Au cœur du triangle d’or de Paris, Sarkozy fête sa victoire entouré des puissants financiers qui font jour après jour le CAC 40, de vedettes du show-biz, de quelques amuseurs de la télé, de sportifs ou ex-champions reconvertis. Le gâteau est décoré d’un arc de triomphe bleu blanc rouge, comme le drapeau ; pourtant les élus et hommes politiques conviés se comptent sur les doigts d’une main. C’est un signe. Le suffrage universel, valeur en baisse. Raffarin, le couple Balkany, Karoutchi, et quand même François Fillon, l’élu de la Sarthe qui a fait campagne aux côtés de Sarkozy, futur Premier ministre. Madame Fillon prend à part Nicolas Beytout (alors patron du Figaro, nommé lundi 19 novembre à la tête du pôle médias de LVMH où il coiffera Les Echos) pour lui confier ce qu’au Mans on lui a raconté : « La dernière fois qu’un élu de la Sarthe a été nommé au gouvernement, c’était Joseph Caillaux. Sa femme Henriette a tiré sur Calmette ». Gaston Calmette était, ce fameux jour de mars 1914, le patron du Figaro, qui avait le ministre des Finances du gouvernement Doumergue dans sa ligne de mire.
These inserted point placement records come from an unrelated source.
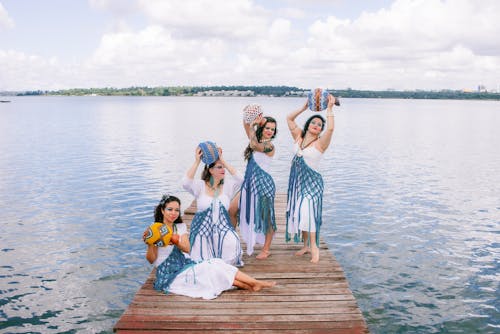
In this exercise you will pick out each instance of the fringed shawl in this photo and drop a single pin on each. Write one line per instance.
(168, 270)
(305, 187)
(259, 189)
(213, 233)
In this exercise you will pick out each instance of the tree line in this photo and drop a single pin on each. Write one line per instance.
(265, 90)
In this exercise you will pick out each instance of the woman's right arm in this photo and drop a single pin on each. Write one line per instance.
(151, 253)
(295, 131)
(192, 170)
(247, 128)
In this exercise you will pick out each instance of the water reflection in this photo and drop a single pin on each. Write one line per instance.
(411, 203)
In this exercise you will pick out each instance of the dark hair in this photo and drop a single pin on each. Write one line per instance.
(163, 202)
(306, 126)
(248, 151)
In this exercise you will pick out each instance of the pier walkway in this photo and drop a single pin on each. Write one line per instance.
(308, 298)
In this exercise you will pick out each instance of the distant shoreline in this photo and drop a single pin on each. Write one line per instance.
(252, 91)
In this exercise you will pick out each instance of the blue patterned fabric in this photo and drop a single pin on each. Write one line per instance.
(304, 184)
(168, 270)
(260, 190)
(213, 233)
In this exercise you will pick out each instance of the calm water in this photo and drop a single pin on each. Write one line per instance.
(412, 204)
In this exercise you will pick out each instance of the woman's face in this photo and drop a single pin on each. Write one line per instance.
(218, 170)
(268, 131)
(315, 126)
(171, 212)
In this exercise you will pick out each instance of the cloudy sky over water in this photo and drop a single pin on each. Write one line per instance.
(375, 44)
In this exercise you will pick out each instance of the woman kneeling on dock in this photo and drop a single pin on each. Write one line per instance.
(178, 274)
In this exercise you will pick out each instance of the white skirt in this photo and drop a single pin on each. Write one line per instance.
(206, 279)
(306, 222)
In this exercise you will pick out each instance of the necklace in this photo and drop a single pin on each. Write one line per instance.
(302, 146)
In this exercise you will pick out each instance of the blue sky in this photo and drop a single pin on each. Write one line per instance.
(401, 44)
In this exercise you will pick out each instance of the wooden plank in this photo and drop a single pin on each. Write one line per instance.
(308, 298)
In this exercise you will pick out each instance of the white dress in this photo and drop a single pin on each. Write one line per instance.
(206, 279)
(216, 238)
(312, 157)
(248, 204)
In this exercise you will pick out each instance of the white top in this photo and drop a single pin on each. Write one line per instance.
(263, 160)
(203, 200)
(164, 252)
(312, 156)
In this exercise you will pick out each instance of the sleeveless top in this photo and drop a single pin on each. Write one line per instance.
(312, 156)
(263, 160)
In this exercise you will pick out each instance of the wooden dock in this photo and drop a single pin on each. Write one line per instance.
(308, 298)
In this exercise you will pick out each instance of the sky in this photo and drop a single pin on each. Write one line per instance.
(358, 44)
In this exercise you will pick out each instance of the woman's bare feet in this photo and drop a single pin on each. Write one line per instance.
(302, 251)
(314, 254)
(264, 254)
(263, 284)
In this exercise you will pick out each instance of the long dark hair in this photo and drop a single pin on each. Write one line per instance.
(248, 151)
(163, 202)
(306, 126)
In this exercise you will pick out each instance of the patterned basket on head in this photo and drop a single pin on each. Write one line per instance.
(251, 112)
(158, 234)
(317, 99)
(210, 154)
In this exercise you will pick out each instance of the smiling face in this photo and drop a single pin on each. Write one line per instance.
(171, 212)
(315, 126)
(268, 130)
(218, 171)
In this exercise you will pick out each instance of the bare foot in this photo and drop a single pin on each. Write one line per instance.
(314, 254)
(263, 284)
(264, 254)
(302, 251)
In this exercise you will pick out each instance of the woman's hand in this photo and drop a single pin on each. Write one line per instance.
(145, 234)
(174, 239)
(258, 120)
(331, 101)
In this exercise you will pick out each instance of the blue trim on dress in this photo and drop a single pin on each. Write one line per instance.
(304, 183)
(202, 225)
(168, 270)
(260, 190)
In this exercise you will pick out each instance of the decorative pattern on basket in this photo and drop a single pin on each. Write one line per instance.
(251, 112)
(317, 99)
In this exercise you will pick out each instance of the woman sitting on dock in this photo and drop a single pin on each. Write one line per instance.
(176, 273)
(212, 235)
(305, 184)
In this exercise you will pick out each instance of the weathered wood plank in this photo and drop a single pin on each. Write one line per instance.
(308, 298)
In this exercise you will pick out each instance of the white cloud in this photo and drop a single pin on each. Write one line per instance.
(415, 38)
(233, 19)
(5, 20)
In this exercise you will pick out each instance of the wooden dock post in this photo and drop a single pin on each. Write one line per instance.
(308, 298)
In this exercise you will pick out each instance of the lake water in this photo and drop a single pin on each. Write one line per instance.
(411, 206)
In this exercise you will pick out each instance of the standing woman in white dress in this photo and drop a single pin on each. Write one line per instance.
(212, 235)
(256, 215)
(176, 273)
(305, 184)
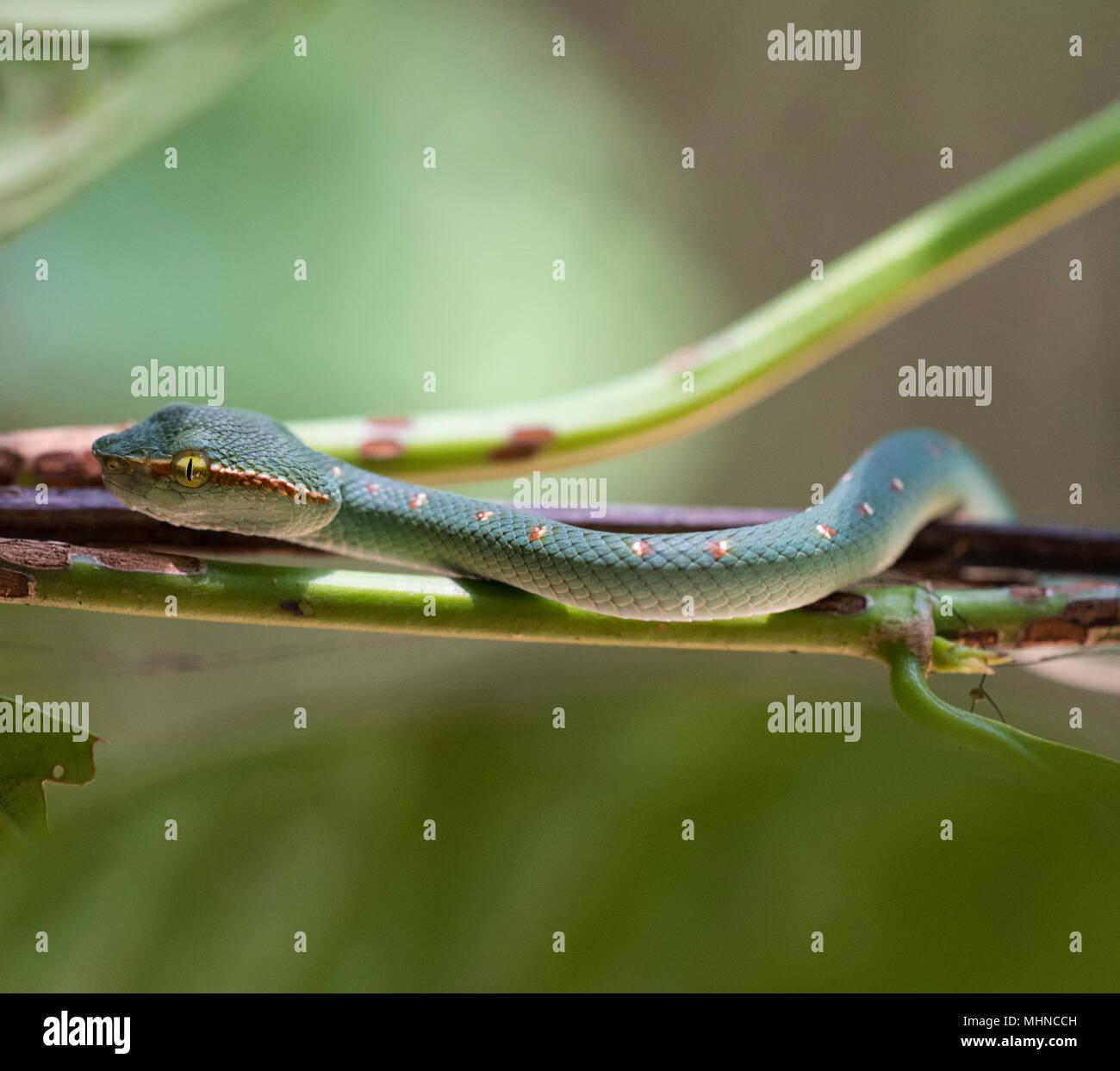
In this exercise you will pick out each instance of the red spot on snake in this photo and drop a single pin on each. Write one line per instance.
(717, 549)
(523, 443)
(379, 450)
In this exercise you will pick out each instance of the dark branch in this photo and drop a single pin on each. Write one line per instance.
(94, 518)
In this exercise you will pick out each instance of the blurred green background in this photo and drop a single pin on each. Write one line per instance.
(414, 271)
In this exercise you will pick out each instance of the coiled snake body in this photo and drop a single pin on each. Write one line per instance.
(211, 467)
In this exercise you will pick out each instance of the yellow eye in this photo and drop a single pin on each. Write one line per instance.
(190, 469)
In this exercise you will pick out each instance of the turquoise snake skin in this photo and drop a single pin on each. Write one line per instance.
(264, 481)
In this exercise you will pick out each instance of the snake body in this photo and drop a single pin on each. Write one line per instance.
(235, 470)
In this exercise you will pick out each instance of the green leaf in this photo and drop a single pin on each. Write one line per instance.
(27, 760)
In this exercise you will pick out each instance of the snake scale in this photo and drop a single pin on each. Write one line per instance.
(209, 467)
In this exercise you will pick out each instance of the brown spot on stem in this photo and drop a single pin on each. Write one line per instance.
(15, 585)
(1093, 613)
(979, 638)
(34, 555)
(141, 562)
(1052, 630)
(841, 603)
(523, 443)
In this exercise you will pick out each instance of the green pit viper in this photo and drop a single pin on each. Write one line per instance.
(209, 467)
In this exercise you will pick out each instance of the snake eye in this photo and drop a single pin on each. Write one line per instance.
(190, 469)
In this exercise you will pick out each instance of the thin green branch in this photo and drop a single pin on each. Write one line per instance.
(903, 267)
(857, 622)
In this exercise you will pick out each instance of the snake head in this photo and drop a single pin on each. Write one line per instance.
(204, 466)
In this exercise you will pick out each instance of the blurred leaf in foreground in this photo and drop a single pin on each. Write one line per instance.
(27, 760)
(149, 66)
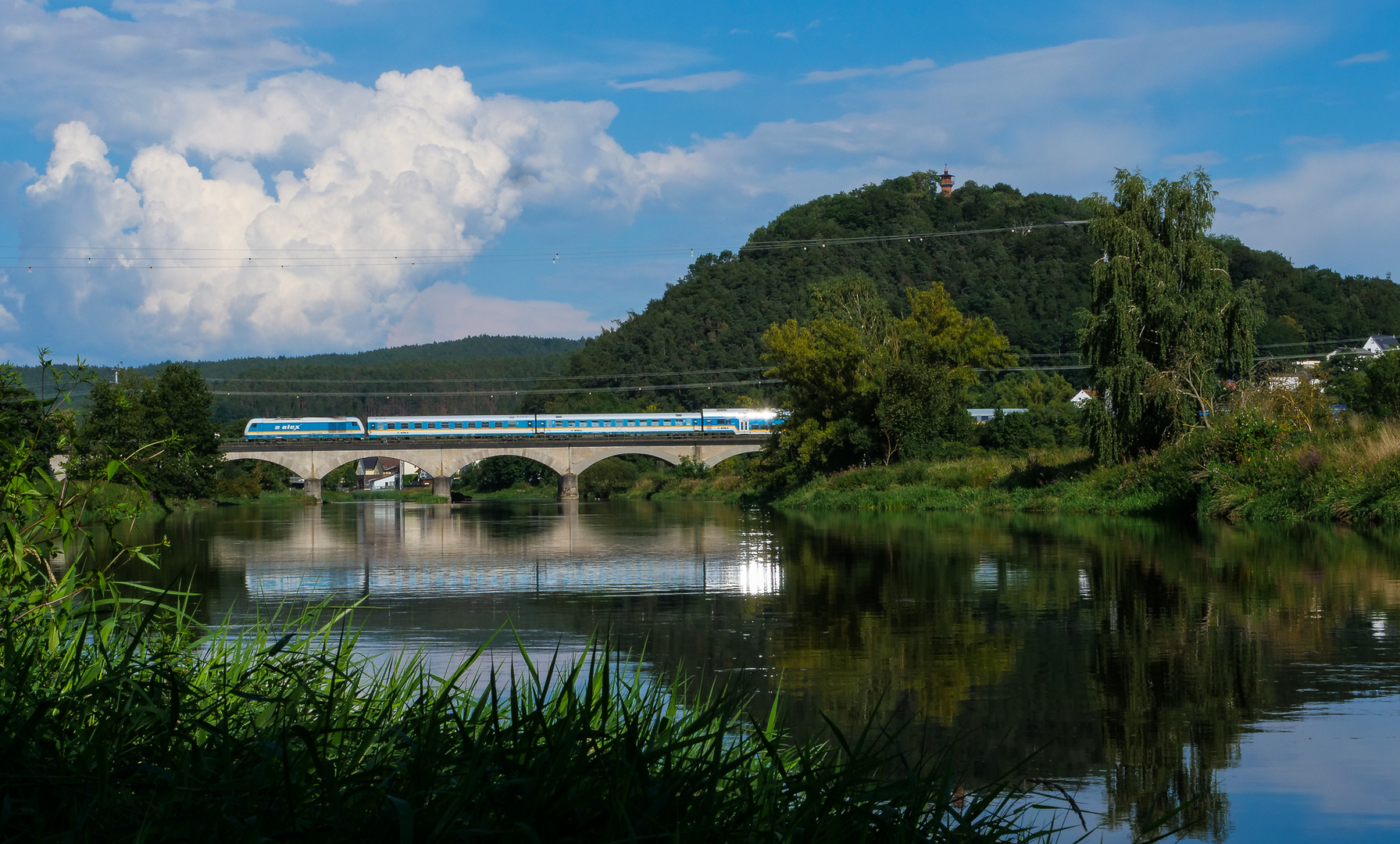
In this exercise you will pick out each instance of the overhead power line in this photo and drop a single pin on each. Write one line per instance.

C’était l’affaire Caillaux. Un crime prémédité que la justice a traité comme un drame passionnel.
La passion, grande absente de la soirée… Invisible, Cécilia finit par arriver à pas d’heure, elle qui avait organisé la fête une semaine auparavant. « Qu’elle ce qu’elle fout là », grogne un officier de sécurité. Plus personne ne l’attendait. Elle a essuyé son rimmel qui coulait sur le pashmina blanc d’Isabelle Balkany, qui n’a sûrement pas protesté. Ca va lui coûter cher en pressing.
Formidable reportage que cette reconstitution, qu’il ne faut pas oublier de lire en creux. Pourquoi Arnaud Lagardère – son frère, disait-il – n’est pas là ? Pourquoi Franz-Olivier Giesbert, le patron du Point, n’a pas été invité ? Et où sont les piliers de toujours, Brice Hortefeux, Patrick Devedjian, bannis par le Prince… ou la Princesse ? Les absents parlent, en cette première soirée du quinquennat. Le livre manque cependant d’une enquête : Sarkozy est-il redevable pour quelques mystérieuses raisons aux stars de la soirée, les Patrick Kron, Bernard Arnault, Serge Dassault, Vincent Bolloré, Antoine Bernheim ? Quels sont les renvois d’ascenseur, opérations financières, OPA, meccanos industriels, en cours ou programmés, dont ces capitaines d’industrie pourraient profiter ? L’avenir du sarkozysme le dira peut-être.
Ariane Chemin et Judith Perrignon, « La nuit du Fouquet’s », Fayard.
Ce petit livre, qui semble avoir été quelque peu ignoré par la critique mais pas par les lecteurs, m’a bien plu. Que soit planifiée une fête cossue n’est pas surprenant mais qu’elle ait lieu avant d’aller rejoindre ses électeurs…
Effectivement, une soirée pathétique tout comme les vacances américaines qui ont suivies et dont nous nous sommes retrouvés témoins malgré qu’elles ne devaient pas faire l’événement.